External devices such as monitoring devices are set at a fixed location and expected to pick up user interaction. Another example of external input for HAR is vision-based inputs that require infrastructure support, such as the installation of video cameras. In addition to being cost prohibitive, cameras cannot capture data if the user is out of their viewing angle.
Wearable sensors, such as accelerometers, gyroscopes, and magnetometers, support HAR by translating human motion into signal patterns. Recent advances in embedded sensor technology make it possible for today’s smart devices to effectively monitor the user’s activity.
Scaled Algorithms for Edge-Level Deployment
Deep learning algorithms have demonstrated high performance in HAR systems; however, these algorithms require a lot of computation making them inefficient to be deployed on edge devices. For action recognition and spatial cues as well as temporal dynamics both need to be considered. Spatial information includes pixel intensities, patterns, etc. Temporal dynamics is the relationship between past and present conditions of scenes across videos.
Deep networks such as ConvNets are incapable of modeling long-term temporal variations and usually rely on Recurrent Neural Networks or Long Short-Term Memory Networks to encode temporal information present in the scene. This approach typically requires huge amounts of computation power for only 10 or 15 frames of a video sequence. Most existing architectures for HAR are designed for trimmed videos and a trimmed sequence has actions that only last for 5 to 10 seconds.

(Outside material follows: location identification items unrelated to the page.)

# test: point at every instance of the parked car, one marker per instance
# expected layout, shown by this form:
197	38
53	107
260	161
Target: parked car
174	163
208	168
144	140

Working with a trimmed sequence is not compatible with real life use cases.
Overcoming these Challenges
A robust—edge-based—framework is required to overcome these challenges. This process is in its infancy and several research studies have reported solutions to overcome the high computational challenge with variations of deep networks on the edge with sparse sampling techniques aggregating information present in different parts of videos.
Temporal Segment Networks can also work for smaller base architectures. Light versions of deep networks can reduce memory usage during test time while maintaining comparable accuracy. Some research studies show that Shallow Recurrent Neural Network (RNN) combined with Long Short-Term Memory (LSTM) deep learning algorithms can perform well in terms of accuracy, precision, recall, f-measure, and confusion matrix.
For human activity recognition, lightweight versions of deep networks such as Inflated 3D Convnet or I3D and Temporal Segment Networks can be applied as smaller base models while maintaining acceptable levels of accuracy. These algorithms are successful in reducing memory usage which is very crucial for running it on edge devices.
Human Activities on edge devices reduce communication latency, cost, and network traffic. The deep edge networks being developed today can also support multi-sensor data which is a common requirement for edge-based solutions.